Most of these domain specific LLMs will manifest themselves in DevOps platforms. GitLab, for example, is working with Google to leverage AI models within its namesake continuous integration/continuous delivery (CI/CD) platform. There may still be a need for an organization to construct an LLM to drive an application, but most of the LLMs that will be used to manage an IT environment will be provided via a platform. In fact, LLMs embedded within those platforms will drive the democratization of DevOps in the sense that the level of expertise required to take advantage of best DevOps practices will soon be substantially less. Instead of having to, for example, write and test a script an IT administrator via a natural language interface will simply request one.

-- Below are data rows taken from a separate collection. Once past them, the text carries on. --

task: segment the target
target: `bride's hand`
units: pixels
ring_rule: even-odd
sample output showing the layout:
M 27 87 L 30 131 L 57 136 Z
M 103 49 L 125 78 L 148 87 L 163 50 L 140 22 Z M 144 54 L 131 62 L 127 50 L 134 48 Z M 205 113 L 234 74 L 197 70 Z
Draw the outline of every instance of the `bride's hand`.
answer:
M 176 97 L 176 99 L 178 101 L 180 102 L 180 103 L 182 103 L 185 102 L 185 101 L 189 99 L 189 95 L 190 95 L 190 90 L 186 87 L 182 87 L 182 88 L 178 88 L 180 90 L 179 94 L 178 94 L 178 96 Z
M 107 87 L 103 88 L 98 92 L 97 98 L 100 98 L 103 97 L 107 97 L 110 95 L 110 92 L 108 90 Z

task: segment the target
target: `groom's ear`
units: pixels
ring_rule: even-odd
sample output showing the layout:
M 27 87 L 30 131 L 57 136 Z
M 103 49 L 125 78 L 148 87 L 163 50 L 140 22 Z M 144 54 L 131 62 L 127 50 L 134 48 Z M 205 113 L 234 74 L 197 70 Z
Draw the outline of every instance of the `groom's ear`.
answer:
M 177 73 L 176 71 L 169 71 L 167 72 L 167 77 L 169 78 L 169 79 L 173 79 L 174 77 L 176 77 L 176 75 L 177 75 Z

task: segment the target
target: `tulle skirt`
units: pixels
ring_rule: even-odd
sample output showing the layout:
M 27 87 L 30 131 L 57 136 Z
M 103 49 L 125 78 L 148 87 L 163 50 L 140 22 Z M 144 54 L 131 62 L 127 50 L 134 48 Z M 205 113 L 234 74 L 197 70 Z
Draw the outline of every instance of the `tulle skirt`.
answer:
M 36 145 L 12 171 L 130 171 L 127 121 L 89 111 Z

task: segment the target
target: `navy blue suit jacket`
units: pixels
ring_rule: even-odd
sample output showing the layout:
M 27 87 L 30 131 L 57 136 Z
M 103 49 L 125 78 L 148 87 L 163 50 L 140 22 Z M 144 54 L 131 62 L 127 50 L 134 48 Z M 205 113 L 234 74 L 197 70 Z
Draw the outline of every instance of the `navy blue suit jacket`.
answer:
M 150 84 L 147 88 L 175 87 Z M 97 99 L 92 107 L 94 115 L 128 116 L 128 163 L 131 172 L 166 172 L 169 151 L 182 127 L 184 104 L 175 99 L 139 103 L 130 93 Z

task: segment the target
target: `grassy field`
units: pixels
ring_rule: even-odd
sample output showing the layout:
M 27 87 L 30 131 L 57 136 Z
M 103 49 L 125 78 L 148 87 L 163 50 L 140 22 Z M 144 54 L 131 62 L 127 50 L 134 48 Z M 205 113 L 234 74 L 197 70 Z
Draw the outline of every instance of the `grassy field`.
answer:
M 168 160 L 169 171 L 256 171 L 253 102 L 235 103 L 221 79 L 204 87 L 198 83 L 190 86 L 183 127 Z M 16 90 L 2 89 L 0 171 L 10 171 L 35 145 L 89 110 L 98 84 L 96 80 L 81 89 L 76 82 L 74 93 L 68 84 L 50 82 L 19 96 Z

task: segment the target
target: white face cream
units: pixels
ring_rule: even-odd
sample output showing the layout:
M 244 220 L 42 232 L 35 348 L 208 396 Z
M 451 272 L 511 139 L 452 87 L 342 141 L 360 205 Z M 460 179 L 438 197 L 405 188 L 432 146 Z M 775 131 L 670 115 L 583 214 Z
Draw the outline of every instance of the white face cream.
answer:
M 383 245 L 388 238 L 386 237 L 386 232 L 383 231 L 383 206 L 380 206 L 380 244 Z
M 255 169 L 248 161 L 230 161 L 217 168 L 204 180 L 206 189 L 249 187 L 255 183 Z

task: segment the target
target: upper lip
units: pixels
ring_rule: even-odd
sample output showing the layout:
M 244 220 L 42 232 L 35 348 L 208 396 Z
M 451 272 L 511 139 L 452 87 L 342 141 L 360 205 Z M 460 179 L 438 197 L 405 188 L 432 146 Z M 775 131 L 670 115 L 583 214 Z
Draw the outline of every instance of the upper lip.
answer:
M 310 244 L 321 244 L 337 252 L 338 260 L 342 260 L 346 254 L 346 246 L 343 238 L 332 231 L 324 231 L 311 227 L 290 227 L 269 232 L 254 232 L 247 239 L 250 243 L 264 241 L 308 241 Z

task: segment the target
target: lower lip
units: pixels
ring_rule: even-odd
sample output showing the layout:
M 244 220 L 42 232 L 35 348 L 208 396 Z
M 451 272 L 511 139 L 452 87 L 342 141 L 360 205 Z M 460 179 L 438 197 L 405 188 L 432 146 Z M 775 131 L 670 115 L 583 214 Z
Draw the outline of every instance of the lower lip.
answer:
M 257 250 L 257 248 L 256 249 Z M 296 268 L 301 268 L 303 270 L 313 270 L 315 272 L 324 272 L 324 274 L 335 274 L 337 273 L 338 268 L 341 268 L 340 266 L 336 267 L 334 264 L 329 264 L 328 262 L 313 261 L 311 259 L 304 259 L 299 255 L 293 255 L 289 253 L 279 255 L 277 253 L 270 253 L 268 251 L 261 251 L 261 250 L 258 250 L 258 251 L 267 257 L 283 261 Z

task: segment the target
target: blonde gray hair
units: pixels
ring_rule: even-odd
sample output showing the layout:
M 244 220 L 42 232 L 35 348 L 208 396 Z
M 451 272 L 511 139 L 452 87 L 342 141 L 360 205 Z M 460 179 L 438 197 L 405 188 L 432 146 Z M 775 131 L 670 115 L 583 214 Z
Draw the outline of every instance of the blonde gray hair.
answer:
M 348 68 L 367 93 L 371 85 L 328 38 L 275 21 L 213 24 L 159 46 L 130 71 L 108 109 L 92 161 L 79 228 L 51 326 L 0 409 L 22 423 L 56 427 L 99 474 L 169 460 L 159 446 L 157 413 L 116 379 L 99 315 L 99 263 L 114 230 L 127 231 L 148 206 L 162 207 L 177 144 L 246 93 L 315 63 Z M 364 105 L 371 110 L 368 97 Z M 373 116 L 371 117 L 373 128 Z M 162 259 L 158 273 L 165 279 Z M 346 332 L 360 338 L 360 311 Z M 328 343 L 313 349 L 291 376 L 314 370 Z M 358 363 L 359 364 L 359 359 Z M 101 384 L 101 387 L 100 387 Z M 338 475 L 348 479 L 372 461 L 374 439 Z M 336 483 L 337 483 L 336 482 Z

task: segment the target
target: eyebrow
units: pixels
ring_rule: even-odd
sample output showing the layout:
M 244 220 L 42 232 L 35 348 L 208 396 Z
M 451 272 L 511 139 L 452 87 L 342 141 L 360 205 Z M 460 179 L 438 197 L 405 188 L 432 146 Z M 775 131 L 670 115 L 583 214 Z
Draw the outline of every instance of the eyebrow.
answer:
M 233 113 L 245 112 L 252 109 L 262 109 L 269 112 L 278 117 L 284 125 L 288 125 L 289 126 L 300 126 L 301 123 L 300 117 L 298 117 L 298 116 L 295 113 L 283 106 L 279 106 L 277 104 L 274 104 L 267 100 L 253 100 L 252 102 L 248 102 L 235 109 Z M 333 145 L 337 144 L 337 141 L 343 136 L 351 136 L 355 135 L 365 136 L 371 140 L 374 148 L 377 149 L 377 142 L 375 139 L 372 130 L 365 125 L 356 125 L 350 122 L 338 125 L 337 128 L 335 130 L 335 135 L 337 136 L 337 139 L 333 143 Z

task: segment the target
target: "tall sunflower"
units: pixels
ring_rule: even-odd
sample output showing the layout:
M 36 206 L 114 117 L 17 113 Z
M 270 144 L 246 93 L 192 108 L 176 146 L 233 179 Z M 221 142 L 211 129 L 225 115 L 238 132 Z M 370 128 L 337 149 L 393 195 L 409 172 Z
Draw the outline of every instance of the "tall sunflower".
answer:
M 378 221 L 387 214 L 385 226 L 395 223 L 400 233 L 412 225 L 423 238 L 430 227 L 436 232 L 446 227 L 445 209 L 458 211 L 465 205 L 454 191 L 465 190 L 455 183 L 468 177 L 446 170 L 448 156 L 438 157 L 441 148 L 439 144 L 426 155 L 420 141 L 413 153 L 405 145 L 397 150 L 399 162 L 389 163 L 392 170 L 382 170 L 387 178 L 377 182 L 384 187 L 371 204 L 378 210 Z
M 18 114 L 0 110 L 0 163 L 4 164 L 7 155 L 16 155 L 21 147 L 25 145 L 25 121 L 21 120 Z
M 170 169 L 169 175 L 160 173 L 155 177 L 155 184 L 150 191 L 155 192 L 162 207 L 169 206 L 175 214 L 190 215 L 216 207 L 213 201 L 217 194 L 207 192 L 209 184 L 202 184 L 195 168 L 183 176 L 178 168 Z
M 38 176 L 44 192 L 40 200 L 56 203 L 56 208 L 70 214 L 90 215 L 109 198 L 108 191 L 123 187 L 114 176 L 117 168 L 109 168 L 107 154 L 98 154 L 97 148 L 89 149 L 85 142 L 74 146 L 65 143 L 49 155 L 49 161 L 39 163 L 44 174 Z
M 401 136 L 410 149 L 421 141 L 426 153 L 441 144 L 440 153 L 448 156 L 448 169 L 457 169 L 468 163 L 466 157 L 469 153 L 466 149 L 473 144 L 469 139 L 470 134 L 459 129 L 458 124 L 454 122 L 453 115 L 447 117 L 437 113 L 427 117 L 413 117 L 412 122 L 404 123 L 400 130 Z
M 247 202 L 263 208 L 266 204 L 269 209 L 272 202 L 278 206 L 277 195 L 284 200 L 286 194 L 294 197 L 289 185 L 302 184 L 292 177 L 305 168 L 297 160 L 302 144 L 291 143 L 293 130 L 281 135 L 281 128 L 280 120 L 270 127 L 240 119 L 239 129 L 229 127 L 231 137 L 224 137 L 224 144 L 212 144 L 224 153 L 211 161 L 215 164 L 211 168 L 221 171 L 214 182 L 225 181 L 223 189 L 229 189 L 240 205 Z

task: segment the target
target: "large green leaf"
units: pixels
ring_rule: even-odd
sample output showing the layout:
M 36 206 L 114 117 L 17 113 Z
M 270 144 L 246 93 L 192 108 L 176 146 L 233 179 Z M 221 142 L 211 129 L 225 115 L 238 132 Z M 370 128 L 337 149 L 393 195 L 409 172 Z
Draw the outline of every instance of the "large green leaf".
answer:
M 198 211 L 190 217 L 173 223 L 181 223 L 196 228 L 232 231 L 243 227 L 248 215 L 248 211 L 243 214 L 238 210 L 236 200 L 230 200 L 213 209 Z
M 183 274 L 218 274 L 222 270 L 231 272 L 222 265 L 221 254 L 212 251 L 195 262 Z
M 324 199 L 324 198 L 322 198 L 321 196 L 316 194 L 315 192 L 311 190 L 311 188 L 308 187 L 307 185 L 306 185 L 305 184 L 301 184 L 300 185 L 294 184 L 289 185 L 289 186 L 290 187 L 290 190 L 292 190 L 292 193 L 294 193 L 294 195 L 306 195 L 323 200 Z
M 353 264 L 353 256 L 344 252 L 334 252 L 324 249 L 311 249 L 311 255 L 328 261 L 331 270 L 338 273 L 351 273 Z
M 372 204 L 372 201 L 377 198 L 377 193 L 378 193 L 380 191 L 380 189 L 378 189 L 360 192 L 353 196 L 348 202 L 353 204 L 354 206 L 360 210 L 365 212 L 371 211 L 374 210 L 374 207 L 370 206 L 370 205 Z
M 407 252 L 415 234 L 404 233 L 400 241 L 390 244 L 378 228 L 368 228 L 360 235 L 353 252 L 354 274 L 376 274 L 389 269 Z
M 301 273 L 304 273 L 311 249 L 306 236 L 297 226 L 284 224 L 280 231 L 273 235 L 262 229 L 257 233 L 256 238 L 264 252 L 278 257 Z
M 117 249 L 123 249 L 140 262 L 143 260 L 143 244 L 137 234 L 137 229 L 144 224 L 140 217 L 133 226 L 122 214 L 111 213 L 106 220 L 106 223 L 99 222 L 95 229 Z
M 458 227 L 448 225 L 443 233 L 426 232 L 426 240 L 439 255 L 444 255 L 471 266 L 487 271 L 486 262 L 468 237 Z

That’s crucial because the only way DevOps teams are going to be able to cope with code bases that thanks to AI are exponentially increasing in size and scope will be to rely on AI to help manage it. The issue in the short term is that the pace at which more code is being generated using AI is increasing faster than generative AI capabilities are being infused within DevOps platforms. Hopefully, that gap will narrow in the months ahead as more DevOps workflows are automated using generative AI alongside other types of AI models.

In the meantime, DevOps teams while hoping for the best might want to plan for the worst. In the short term, more code of varying quality than ever will be written. How much of that code makes it into production environments remains to be seen but eventually the overall quality of the code making it into those environments should over the long term steadily improve.